Q. When can you take a loan against PPF account?
Ans. Account-holders are eligible to take a loan against PPF account between the third and sixth financial year of opening the account. After this, the individuals can only partially withdraw the amount from their PPF account.
Q. How much can you withdraw?
Ans. You can withdraw only an amount of 25% of the total investments made at the end of the second financial year preceding the year in which the loan was applied for.
Q. What will be the interest charged on the loan?
Ans. The interest charged on the loan against the Public Provident Fund account is 2% more than the interest earned on the balance in the PPF account.
Q. What will be the tenure of the loan?
Ans.

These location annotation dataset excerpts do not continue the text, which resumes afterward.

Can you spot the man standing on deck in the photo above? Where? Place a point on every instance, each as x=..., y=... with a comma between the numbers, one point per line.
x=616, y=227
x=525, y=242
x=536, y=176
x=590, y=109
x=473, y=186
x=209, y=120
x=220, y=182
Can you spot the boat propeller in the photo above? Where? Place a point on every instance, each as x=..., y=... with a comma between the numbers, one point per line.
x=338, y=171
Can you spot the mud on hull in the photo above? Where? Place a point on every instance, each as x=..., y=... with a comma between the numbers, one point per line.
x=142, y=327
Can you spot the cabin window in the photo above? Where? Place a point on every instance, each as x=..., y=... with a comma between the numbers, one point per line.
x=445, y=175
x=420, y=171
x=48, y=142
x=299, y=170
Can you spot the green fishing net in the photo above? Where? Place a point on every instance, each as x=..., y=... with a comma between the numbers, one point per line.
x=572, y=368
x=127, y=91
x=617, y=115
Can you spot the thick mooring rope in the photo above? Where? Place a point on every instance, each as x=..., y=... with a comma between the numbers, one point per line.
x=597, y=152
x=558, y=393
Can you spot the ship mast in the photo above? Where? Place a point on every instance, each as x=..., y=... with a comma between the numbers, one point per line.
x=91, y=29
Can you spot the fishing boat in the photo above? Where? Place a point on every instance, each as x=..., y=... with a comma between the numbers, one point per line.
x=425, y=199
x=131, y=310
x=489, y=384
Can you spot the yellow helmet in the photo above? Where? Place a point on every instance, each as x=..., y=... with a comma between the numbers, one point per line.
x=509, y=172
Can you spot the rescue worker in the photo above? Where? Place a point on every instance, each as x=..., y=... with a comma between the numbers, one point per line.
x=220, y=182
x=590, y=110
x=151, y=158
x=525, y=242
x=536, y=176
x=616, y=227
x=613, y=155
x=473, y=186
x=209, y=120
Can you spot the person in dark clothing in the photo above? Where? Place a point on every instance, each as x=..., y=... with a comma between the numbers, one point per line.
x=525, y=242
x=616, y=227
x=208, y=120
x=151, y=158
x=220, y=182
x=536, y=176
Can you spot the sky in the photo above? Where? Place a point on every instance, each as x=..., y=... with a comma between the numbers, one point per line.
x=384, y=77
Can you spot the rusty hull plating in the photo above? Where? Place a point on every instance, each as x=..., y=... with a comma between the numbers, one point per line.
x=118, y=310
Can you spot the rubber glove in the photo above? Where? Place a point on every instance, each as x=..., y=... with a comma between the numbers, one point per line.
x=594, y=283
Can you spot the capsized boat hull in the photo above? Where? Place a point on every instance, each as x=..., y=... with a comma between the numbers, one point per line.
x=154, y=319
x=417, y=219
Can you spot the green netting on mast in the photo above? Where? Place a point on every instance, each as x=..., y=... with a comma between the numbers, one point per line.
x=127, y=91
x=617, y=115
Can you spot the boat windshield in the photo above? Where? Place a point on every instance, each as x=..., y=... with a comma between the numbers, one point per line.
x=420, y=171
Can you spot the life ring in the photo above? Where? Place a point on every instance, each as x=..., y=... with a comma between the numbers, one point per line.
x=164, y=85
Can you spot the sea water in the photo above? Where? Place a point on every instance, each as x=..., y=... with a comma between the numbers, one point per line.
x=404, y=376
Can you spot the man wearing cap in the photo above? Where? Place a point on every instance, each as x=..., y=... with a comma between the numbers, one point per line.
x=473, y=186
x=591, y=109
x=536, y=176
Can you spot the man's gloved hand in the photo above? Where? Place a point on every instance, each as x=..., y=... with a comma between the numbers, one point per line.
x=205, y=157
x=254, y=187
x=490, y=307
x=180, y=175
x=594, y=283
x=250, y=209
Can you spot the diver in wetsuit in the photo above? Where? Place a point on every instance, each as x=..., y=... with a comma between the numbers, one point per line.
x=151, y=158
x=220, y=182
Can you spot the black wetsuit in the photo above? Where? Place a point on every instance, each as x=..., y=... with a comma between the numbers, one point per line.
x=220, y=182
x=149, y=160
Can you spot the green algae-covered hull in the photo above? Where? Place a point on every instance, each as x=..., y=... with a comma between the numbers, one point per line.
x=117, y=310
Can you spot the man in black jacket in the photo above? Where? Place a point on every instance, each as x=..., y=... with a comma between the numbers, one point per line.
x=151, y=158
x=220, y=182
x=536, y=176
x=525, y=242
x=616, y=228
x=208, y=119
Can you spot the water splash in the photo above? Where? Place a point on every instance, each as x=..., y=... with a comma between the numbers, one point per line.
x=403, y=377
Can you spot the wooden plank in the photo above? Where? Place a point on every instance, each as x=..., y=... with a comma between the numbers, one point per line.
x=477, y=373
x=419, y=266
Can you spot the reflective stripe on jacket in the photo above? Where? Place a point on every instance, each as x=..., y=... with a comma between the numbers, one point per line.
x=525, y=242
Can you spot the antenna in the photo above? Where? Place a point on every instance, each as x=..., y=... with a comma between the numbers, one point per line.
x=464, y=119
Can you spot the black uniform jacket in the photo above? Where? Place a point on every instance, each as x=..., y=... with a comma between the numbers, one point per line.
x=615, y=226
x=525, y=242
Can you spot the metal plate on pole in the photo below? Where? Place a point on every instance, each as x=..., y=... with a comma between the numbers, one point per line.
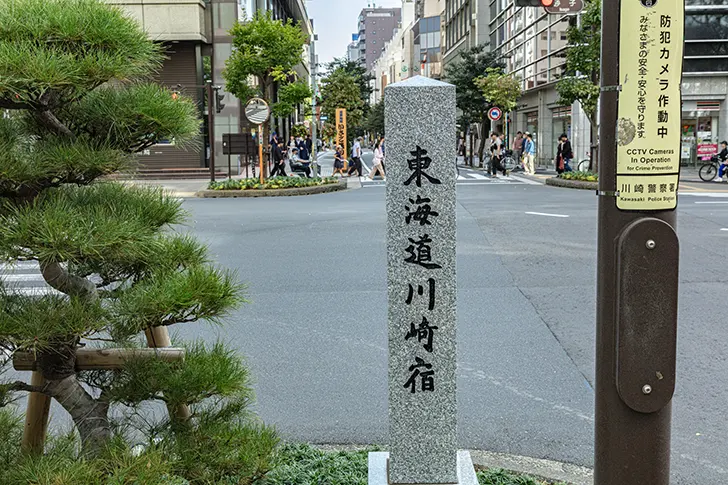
x=257, y=111
x=647, y=262
x=565, y=7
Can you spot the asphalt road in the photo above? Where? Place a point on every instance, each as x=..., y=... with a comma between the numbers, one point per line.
x=315, y=336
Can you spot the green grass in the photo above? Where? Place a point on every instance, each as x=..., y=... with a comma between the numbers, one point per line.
x=303, y=464
x=271, y=183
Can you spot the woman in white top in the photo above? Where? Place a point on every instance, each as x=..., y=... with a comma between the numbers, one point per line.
x=378, y=161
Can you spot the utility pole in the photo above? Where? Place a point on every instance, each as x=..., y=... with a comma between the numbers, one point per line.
x=314, y=88
x=638, y=248
x=211, y=126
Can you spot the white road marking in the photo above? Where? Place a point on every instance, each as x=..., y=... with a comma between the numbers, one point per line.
x=546, y=215
x=525, y=180
x=22, y=277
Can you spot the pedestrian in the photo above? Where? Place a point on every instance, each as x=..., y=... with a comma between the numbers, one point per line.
x=292, y=143
x=517, y=148
x=378, y=163
x=356, y=165
x=496, y=155
x=529, y=153
x=304, y=151
x=279, y=161
x=564, y=155
x=298, y=163
x=339, y=162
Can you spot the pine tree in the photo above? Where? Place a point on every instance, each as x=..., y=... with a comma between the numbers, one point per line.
x=76, y=84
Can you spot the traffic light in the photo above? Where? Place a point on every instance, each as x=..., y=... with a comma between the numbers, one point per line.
x=534, y=3
x=218, y=101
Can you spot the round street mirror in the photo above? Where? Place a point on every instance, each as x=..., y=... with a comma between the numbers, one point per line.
x=257, y=111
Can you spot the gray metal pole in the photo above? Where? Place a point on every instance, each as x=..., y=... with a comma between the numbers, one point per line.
x=638, y=249
x=314, y=88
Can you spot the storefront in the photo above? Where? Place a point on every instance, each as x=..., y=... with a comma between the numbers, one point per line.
x=700, y=131
x=562, y=124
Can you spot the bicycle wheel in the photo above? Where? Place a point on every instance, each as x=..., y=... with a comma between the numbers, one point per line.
x=508, y=163
x=708, y=172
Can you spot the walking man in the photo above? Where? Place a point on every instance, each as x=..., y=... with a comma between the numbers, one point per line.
x=517, y=148
x=564, y=154
x=279, y=160
x=356, y=158
x=496, y=154
x=529, y=152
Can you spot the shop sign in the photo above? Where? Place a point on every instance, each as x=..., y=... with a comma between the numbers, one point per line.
x=649, y=126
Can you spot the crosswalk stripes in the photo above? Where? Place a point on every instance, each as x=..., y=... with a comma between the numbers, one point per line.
x=24, y=278
x=468, y=178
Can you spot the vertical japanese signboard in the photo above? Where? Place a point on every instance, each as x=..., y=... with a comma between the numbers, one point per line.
x=341, y=130
x=421, y=227
x=650, y=73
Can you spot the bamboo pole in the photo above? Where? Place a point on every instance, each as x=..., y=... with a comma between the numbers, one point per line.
x=103, y=359
x=36, y=418
x=158, y=337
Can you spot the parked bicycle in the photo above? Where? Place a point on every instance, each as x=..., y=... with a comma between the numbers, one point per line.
x=510, y=163
x=709, y=170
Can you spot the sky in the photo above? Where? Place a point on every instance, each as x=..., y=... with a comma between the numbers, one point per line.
x=335, y=21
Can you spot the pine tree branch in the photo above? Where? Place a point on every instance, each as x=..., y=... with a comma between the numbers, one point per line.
x=60, y=279
x=22, y=386
x=49, y=120
x=6, y=103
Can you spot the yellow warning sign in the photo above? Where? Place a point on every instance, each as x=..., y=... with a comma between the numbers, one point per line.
x=650, y=105
x=341, y=138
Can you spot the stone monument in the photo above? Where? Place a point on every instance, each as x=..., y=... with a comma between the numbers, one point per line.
x=422, y=287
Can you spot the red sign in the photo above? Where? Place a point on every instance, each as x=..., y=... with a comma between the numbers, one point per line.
x=707, y=150
x=495, y=114
x=564, y=6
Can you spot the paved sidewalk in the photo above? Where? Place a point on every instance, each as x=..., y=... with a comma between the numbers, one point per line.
x=182, y=188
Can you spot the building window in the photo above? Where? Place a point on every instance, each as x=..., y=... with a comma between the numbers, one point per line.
x=706, y=45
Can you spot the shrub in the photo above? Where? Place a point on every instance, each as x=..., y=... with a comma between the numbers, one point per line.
x=271, y=184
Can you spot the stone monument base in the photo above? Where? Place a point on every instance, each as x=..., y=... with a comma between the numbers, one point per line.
x=379, y=460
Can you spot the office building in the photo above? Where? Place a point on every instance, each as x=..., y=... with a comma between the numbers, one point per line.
x=534, y=44
x=415, y=48
x=376, y=27
x=465, y=25
x=197, y=41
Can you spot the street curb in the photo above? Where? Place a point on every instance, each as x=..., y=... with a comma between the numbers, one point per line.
x=572, y=184
x=296, y=191
x=546, y=469
x=553, y=471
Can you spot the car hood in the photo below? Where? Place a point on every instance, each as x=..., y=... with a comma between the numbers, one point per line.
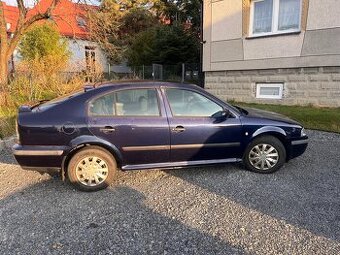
x=256, y=113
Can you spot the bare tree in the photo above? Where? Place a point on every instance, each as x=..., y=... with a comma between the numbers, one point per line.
x=9, y=43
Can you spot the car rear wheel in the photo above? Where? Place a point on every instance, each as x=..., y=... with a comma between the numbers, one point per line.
x=265, y=154
x=92, y=169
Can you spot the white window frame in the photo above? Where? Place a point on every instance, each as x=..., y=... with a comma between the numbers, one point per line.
x=269, y=85
x=275, y=20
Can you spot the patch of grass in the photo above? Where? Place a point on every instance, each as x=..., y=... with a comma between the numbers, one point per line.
x=318, y=118
x=7, y=122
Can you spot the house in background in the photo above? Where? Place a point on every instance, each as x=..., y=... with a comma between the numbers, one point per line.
x=70, y=20
x=273, y=51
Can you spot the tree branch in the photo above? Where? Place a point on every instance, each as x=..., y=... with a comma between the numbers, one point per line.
x=3, y=28
x=24, y=24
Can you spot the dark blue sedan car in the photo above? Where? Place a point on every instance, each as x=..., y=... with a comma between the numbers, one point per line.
x=145, y=125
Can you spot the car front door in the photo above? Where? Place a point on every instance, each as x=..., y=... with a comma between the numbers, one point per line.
x=195, y=134
x=134, y=122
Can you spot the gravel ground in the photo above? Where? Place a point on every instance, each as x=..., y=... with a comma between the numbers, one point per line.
x=209, y=210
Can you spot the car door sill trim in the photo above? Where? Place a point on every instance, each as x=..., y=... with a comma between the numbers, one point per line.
x=180, y=164
x=179, y=146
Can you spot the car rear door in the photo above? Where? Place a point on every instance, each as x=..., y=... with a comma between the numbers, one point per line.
x=195, y=135
x=134, y=122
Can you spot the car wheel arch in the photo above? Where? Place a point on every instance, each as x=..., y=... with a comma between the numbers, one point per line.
x=110, y=148
x=275, y=132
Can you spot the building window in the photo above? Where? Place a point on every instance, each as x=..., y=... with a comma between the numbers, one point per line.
x=81, y=21
x=274, y=17
x=90, y=58
x=269, y=90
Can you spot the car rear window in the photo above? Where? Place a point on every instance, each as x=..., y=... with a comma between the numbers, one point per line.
x=46, y=105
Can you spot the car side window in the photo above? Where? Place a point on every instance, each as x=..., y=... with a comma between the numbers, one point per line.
x=137, y=102
x=190, y=104
x=103, y=106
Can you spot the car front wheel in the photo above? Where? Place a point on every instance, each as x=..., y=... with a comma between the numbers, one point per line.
x=92, y=169
x=265, y=154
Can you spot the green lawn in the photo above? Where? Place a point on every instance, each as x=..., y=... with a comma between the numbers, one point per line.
x=326, y=119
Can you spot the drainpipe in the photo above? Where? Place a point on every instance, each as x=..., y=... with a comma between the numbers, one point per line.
x=200, y=67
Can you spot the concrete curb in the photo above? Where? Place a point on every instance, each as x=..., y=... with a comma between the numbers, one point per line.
x=7, y=143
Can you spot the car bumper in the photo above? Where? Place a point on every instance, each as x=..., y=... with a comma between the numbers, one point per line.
x=39, y=158
x=298, y=147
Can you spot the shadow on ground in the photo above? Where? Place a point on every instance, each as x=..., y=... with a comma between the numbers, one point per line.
x=52, y=218
x=304, y=193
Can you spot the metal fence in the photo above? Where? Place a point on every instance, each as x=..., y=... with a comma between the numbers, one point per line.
x=178, y=73
x=185, y=73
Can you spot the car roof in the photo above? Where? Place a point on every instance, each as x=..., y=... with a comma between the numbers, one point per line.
x=134, y=84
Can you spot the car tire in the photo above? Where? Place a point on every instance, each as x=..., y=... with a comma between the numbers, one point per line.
x=92, y=169
x=265, y=154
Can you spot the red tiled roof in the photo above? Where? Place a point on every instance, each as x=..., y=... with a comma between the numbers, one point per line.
x=67, y=15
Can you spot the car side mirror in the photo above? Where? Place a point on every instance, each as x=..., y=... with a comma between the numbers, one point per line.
x=221, y=115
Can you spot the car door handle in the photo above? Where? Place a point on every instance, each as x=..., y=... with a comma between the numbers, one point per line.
x=178, y=129
x=107, y=129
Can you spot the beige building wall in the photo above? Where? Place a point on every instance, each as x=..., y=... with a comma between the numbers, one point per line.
x=226, y=48
x=306, y=63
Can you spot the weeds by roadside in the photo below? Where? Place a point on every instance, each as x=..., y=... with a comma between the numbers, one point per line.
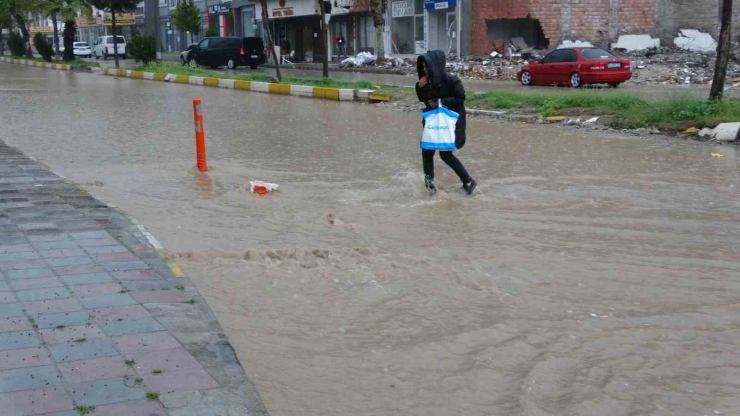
x=178, y=69
x=627, y=110
x=76, y=64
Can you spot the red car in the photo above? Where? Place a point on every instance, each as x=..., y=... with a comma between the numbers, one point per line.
x=576, y=67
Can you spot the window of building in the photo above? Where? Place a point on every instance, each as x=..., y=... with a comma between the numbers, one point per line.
x=407, y=27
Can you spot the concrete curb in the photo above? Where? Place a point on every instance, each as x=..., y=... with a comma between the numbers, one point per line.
x=63, y=67
x=335, y=94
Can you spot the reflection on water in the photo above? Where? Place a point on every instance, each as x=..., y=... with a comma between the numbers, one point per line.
x=591, y=275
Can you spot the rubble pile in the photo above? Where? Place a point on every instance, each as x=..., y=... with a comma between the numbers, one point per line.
x=670, y=65
x=656, y=65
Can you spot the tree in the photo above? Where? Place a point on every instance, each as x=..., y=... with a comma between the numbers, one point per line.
x=270, y=43
x=67, y=10
x=4, y=22
x=19, y=9
x=187, y=17
x=724, y=46
x=16, y=45
x=115, y=6
x=43, y=47
x=143, y=48
x=324, y=41
x=70, y=27
x=376, y=9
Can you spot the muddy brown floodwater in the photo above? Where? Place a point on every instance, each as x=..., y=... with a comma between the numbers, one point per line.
x=592, y=274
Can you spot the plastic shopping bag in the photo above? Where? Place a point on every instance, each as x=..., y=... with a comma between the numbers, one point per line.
x=439, y=129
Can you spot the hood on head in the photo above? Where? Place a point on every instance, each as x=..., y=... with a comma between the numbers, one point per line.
x=435, y=61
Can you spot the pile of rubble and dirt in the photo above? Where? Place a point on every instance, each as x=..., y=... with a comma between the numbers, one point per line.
x=681, y=63
x=671, y=65
x=501, y=65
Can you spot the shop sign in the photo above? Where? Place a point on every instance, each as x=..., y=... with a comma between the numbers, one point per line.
x=284, y=12
x=85, y=21
x=402, y=8
x=439, y=5
x=41, y=29
x=122, y=19
x=219, y=9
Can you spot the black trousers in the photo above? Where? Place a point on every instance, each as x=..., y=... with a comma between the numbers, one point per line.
x=449, y=158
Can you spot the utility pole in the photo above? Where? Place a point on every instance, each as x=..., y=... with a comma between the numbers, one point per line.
x=723, y=52
x=325, y=63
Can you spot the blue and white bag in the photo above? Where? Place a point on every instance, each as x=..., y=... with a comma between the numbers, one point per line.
x=439, y=129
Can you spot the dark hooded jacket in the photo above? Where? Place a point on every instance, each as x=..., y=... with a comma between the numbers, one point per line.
x=448, y=88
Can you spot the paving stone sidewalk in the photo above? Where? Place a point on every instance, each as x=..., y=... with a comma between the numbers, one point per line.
x=92, y=320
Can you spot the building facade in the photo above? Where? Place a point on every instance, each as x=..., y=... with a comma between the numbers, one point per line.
x=545, y=23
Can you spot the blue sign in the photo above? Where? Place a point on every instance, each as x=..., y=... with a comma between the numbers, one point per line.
x=439, y=5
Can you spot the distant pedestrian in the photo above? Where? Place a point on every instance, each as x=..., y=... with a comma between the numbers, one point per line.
x=437, y=87
x=285, y=46
x=341, y=45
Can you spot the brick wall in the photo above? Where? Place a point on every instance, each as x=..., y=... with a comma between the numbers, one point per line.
x=590, y=20
x=696, y=14
x=546, y=11
x=637, y=16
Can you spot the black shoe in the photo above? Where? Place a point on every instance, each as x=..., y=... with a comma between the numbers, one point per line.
x=470, y=187
x=429, y=184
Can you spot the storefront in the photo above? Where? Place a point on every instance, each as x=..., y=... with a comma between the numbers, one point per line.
x=223, y=18
x=352, y=20
x=296, y=21
x=442, y=27
x=90, y=29
x=407, y=27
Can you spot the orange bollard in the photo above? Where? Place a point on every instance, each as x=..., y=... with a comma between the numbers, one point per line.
x=200, y=136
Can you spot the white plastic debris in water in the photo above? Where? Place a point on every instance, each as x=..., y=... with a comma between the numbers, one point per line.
x=695, y=41
x=269, y=187
x=575, y=44
x=636, y=42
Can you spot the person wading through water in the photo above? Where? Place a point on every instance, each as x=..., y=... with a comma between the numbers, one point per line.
x=435, y=85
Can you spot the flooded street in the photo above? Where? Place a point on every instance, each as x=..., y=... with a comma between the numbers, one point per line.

The account holder must repay the loan amount within 36 months of borrowing, post which the rate of interest on the borrowed amount will rise from 2% to 6%.
Q. How do individuals repay the loan?
Ans. Borrowers of loan against Public Provident Fund account must repay the principal amount first and then the interest amount within a time period of 36 months of borrowing. The amount should be paid in two monthly instalments or less.